Of course, we do not know the ground-truth to determine whether such estimates are accurate and there is little existing literature exploring the limitations of this statistical measure. There are debates around whether different thresholds for small, medium, and large need to be set for multivariate measures. For example, Stevens (2002) recommended threshold values of Mahalanobis D (based on calculations of D2) of 0.5 (small), 0.71 (medium), and 1 (large). One possible resolution is to look for converging evidence from other measures. Chun and Hupe (2016) performed a MANOVA (multivariate ANOVA) on their data which also pointed towards a large group difference (synaesthetes versus controls). An alternative approach is to use machine learning predictive models. These produce univariate outcomes (group classifications) and univariate effect sizes from multivariate data. Using this approach, Ward and Filiz (2020) also found a large effect (Cohen's d = 1.208) similar to the calculated Mahalanobis D of 1.494 from the same data. We don’t know which estimate is more accurate but they derive from mathematically very different calculations and are both large or very large effects.

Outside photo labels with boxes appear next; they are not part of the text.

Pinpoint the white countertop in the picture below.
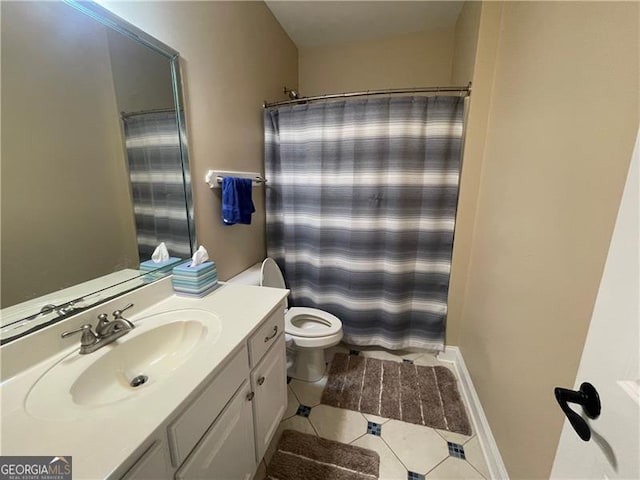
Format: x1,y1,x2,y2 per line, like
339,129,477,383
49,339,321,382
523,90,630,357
0,284,288,479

Although we have illustrated this principle with respect to synaesthesia, the implications are broad. Psychological research typically deals with multivariate datasets but researchers choose to present this as multiple univariate effects (e.g. Cohen's d). This has some benefits in terms of understanding the relative importance of different variables. However, it also creates an impression that psychology is a “science of small effects.” This is perhaps misleading and unhelpful. The use of multivariate effect sizes is not a slight of hand but may instead be a truer reflection of the degree of psychological differences between people that has been largely underappreciated.